Ein VN war PKV versichert. Im Rahmen der Kaltakquise wurde er vom Vertreter einer anderen Versicherung in eine neue PKV abgeworben. Dabei wurden relevante Vorerkrankungen verschwiegen, darunter Bluthochdruck mit medikamentöser Behandlung, Aortenklappeninsuffizienz, Schwerhörigkeit, dauerhafter Tinnitus, Augenschädigung (>8 Dioptrien), Schwindelattacken, Kniearthrose sowie eine schwere chronische Refluxerkrankung. Im Antrag wurden Kontrolluntersuchungen ohne Befund angegeben. Das neue PKVU wollte sich vom PKV-Vertrag lösen.

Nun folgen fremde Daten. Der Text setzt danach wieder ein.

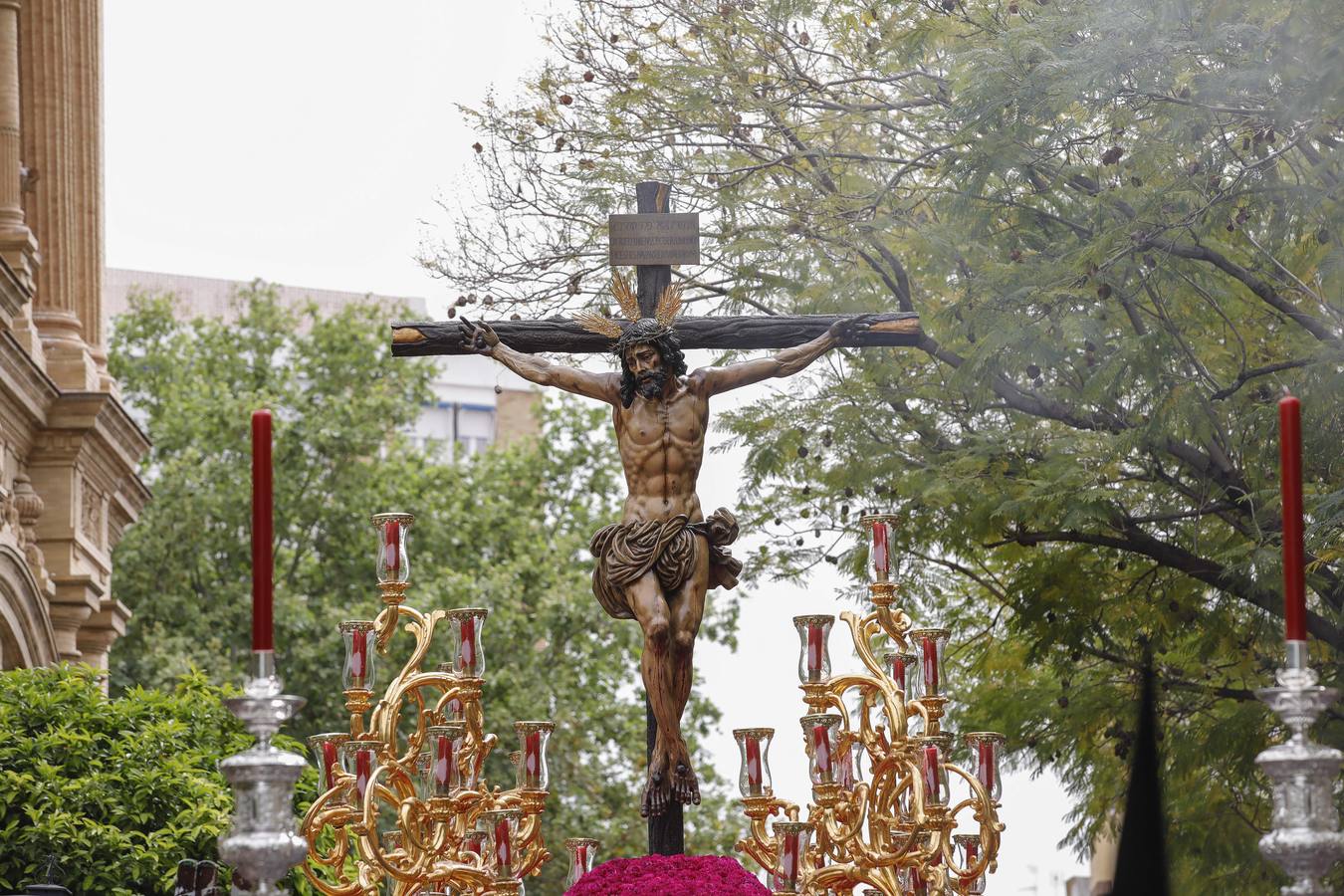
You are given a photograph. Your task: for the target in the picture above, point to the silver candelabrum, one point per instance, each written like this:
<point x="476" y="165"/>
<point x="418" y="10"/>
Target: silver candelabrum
<point x="261" y="842"/>
<point x="1305" y="840"/>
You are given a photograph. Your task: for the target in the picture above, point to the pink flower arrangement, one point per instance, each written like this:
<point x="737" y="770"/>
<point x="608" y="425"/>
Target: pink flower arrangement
<point x="668" y="876"/>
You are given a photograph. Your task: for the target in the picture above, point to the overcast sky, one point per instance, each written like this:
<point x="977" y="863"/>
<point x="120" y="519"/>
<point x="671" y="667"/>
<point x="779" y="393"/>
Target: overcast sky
<point x="304" y="142"/>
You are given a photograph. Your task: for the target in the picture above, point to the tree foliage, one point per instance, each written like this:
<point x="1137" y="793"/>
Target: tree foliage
<point x="117" y="791"/>
<point x="507" y="531"/>
<point x="1120" y="223"/>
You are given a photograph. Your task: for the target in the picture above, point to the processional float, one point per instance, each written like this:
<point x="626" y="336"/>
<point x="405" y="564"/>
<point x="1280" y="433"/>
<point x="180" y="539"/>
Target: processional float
<point x="405" y="806"/>
<point x="905" y="830"/>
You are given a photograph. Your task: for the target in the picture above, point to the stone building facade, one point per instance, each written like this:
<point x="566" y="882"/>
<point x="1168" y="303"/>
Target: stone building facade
<point x="69" y="450"/>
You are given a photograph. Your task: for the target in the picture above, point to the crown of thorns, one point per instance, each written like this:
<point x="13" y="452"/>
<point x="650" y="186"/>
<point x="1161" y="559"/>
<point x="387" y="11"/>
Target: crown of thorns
<point x="640" y="330"/>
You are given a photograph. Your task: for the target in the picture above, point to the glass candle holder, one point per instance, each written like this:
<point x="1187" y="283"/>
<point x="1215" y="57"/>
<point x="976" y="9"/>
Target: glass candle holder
<point x="755" y="753"/>
<point x="327" y="755"/>
<point x="444" y="743"/>
<point x="517" y="758"/>
<point x="930" y="644"/>
<point x="880" y="528"/>
<point x="582" y="857"/>
<point x="500" y="829"/>
<point x="932" y="755"/>
<point x="986" y="751"/>
<point x="821" y="731"/>
<point x="359" y="637"/>
<point x="533" y="738"/>
<point x="465" y="625"/>
<point x="392" y="561"/>
<point x="902" y="666"/>
<point x="968" y="853"/>
<point x="814" y="654"/>
<point x="359" y="758"/>
<point x="793" y="837"/>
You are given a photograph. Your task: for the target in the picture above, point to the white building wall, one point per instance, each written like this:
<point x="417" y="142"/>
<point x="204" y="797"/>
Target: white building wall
<point x="461" y="419"/>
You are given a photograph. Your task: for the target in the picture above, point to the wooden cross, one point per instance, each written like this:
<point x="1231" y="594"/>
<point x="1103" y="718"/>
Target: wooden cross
<point x="741" y="332"/>
<point x="655" y="239"/>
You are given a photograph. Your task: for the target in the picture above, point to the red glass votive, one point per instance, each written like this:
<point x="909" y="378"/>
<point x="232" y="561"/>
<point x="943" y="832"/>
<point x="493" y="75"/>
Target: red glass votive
<point x="932" y="644"/>
<point x="793" y="837"/>
<point x="755" y="754"/>
<point x="392" y="561"/>
<point x="814" y="656"/>
<point x="902" y="668"/>
<point x="533" y="738"/>
<point x="822" y="733"/>
<point x="442" y="743"/>
<point x="500" y="827"/>
<point x="932" y="754"/>
<point x="986" y="750"/>
<point x="360" y="762"/>
<point x="465" y="626"/>
<point x="882" y="526"/>
<point x="327" y="755"/>
<point x="968" y="848"/>
<point x="582" y="857"/>
<point x="359" y="637"/>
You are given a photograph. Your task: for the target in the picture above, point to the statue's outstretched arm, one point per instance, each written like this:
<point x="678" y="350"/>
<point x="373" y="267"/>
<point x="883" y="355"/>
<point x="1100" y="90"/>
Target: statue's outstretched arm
<point x="483" y="340"/>
<point x="785" y="362"/>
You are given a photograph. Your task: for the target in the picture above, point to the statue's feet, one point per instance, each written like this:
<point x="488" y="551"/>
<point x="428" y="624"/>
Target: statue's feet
<point x="657" y="792"/>
<point x="686" y="787"/>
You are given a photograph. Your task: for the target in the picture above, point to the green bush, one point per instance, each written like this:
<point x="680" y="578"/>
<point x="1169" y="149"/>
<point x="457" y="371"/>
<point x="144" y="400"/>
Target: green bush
<point x="121" y="788"/>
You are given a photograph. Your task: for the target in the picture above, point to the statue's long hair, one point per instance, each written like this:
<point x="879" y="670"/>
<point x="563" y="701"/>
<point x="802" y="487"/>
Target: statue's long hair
<point x="647" y="331"/>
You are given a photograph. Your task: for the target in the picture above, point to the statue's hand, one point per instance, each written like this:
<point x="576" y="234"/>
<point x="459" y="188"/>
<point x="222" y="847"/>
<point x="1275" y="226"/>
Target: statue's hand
<point x="479" y="337"/>
<point x="847" y="327"/>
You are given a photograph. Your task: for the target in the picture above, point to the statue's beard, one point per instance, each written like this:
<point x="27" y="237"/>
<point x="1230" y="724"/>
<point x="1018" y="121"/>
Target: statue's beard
<point x="651" y="384"/>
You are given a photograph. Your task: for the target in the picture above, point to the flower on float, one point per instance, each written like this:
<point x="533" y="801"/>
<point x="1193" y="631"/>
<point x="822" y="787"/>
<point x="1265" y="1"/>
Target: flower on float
<point x="667" y="875"/>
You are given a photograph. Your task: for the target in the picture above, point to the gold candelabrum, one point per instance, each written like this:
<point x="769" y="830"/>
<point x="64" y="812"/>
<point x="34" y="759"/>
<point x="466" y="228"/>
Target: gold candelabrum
<point x="898" y="833"/>
<point x="405" y="807"/>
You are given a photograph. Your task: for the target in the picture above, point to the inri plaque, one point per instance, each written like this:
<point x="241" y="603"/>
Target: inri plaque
<point x="655" y="239"/>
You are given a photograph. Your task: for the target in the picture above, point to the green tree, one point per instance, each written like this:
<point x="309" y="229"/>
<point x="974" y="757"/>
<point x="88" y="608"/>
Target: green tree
<point x="118" y="790"/>
<point x="1120" y="223"/>
<point x="507" y="531"/>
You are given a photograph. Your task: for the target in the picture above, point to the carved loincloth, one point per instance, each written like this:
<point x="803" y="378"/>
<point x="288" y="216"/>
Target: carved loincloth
<point x="625" y="551"/>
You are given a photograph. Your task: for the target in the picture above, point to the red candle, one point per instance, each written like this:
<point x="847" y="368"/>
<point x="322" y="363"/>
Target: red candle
<point x="329" y="762"/>
<point x="1290" y="469"/>
<point x="816" y="649"/>
<point x="363" y="770"/>
<point x="986" y="765"/>
<point x="930" y="660"/>
<point x="394" y="555"/>
<point x="467" y="650"/>
<point x="444" y="765"/>
<point x="533" y="758"/>
<point x="503" y="845"/>
<point x="753" y="747"/>
<point x="262" y="524"/>
<point x="821" y="745"/>
<point x="880" y="551"/>
<point x="357" y="657"/>
<point x="930" y="769"/>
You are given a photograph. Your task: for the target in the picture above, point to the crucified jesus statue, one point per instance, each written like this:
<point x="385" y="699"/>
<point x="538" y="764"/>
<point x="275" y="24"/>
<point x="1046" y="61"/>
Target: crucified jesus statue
<point x="657" y="563"/>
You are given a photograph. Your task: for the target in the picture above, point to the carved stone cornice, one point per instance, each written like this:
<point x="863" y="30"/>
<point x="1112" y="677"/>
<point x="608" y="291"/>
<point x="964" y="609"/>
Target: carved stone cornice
<point x="26" y="391"/>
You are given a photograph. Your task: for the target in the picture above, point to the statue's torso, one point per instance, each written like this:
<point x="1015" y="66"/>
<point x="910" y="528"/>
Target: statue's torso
<point x="661" y="443"/>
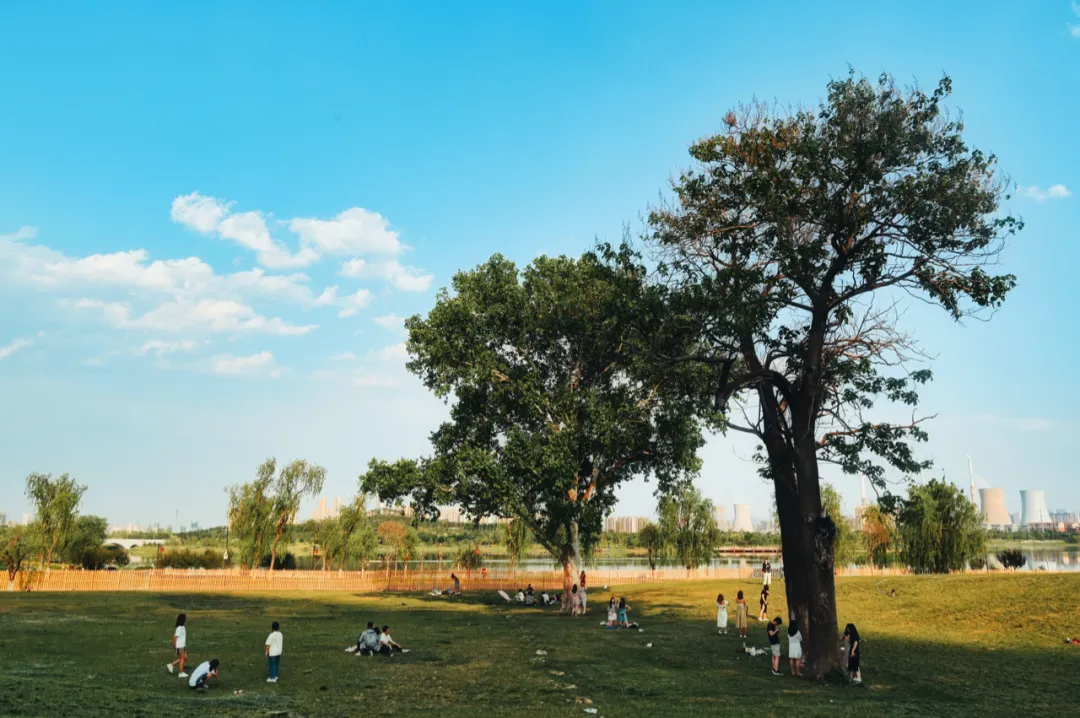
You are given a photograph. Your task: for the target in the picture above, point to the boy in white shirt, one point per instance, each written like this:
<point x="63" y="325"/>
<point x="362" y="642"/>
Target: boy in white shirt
<point x="179" y="645"/>
<point x="200" y="677"/>
<point x="274" y="642"/>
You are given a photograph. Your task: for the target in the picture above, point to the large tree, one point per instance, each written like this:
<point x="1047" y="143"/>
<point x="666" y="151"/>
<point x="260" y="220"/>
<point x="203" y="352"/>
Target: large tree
<point x="56" y="507"/>
<point x="551" y="408"/>
<point x="791" y="244"/>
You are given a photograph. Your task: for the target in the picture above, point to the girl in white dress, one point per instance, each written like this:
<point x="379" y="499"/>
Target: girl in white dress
<point x="721" y="614"/>
<point x="795" y="648"/>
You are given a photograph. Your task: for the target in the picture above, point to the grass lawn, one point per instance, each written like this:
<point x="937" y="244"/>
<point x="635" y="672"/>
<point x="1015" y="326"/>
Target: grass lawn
<point x="946" y="646"/>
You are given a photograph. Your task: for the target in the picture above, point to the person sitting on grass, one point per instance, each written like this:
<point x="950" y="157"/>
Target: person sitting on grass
<point x="795" y="649"/>
<point x="179" y="645"/>
<point x="387" y="644"/>
<point x="773" y="631"/>
<point x="367" y="644"/>
<point x="854" y="651"/>
<point x="200" y="677"/>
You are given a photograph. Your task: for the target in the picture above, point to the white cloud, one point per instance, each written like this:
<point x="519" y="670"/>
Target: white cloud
<point x="391" y="322"/>
<point x="1054" y="192"/>
<point x="355" y="231"/>
<point x="406" y="279"/>
<point x="250" y="230"/>
<point x="375" y="381"/>
<point x="349" y="305"/>
<point x="22" y="342"/>
<point x="200" y="213"/>
<point x="226" y="364"/>
<point x="162" y="347"/>
<point x="216" y="315"/>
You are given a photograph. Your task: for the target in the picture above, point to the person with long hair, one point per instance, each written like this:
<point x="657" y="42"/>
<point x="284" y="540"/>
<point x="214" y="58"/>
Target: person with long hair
<point x="854" y="652"/>
<point x="721" y="614"/>
<point x="742" y="613"/>
<point x="179" y="645"/>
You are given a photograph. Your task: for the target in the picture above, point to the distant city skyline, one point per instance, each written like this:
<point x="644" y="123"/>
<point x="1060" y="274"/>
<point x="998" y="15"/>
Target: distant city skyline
<point x="212" y="233"/>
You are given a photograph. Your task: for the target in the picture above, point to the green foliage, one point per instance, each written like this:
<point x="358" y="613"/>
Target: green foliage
<point x="517" y="538"/>
<point x="1012" y="558"/>
<point x="86" y="536"/>
<point x="17" y="544"/>
<point x="261" y="511"/>
<point x="469" y="558"/>
<point x="551" y="410"/>
<point x="847" y="546"/>
<point x="940" y="528"/>
<point x="687" y="527"/>
<point x="187" y="558"/>
<point x="56" y="505"/>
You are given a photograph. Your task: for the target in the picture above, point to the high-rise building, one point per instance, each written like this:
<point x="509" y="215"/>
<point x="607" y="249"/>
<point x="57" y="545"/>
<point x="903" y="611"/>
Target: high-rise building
<point x="742" y="522"/>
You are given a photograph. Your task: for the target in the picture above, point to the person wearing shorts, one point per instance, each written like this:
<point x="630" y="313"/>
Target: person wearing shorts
<point x="773" y="632"/>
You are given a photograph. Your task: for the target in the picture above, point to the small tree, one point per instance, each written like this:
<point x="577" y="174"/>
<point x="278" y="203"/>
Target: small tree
<point x="56" y="503"/>
<point x="1012" y="558"/>
<point x="17" y="544"/>
<point x="940" y="528"/>
<point x="650" y="539"/>
<point x="517" y="539"/>
<point x="688" y="527"/>
<point x="294" y="482"/>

Im Prozess wurde der Agent der Versicherung als Zeuge vernommen, da er gem. Auge-und-Ohr-Haftung relevante Aussagen tätigen können sollte. Der Zeuge erklärte eine Generalamnesie, welche das Gericht nicht glauben konnte, da es der allgemeinen Lebenserfahrung widerspricht, dass ein Agent sich an keines von sechs Beratungsgesprächen, Schriftverkehr, Unterlagen und Aussagen erinnern kann. Der Zeuge, dessen Ladenlokal wirtschaftlich schlecht dastand, erklärte, dass er gegenüber dem Zeugen umfassende Aussagen getroffen hätte. Zudem hätte die Versicherung bei den benannten Ärzten vor Vertragsabschluss nachfragen können. Auch die Formulierung Kontrolle statt Vorsorge hätte Anlass zur Nachforschung geben müssen. Zudem seien viele der Leiden alterstypisch, weshalb sie keine Gefahr erheblichen Umstand im Sinne der Antragsfragen darstellen würden. Das Gericht wollte diesen Ausführungen keinen Glauben schenken, weshalb es den VN nach allgemeinen Erfahrungsschätzen fragte, warum er nicht skeptisch geworden sei und ob er sich nicht gewehrt habe. Der VN gab an, er wäre skeptisch, hätte sich jedoch nichts dabei gedacht, weil der Agent die Einwände überzeugend ausreden konnte. Der Agent verneinte auf Nachfrage, dass er Wissen zum Inhalt der Wettbewerbsrichtlinien hätte, die hier auch ohne die Gesundheitsangaben eine Ausspannung hätten verhindern sollen.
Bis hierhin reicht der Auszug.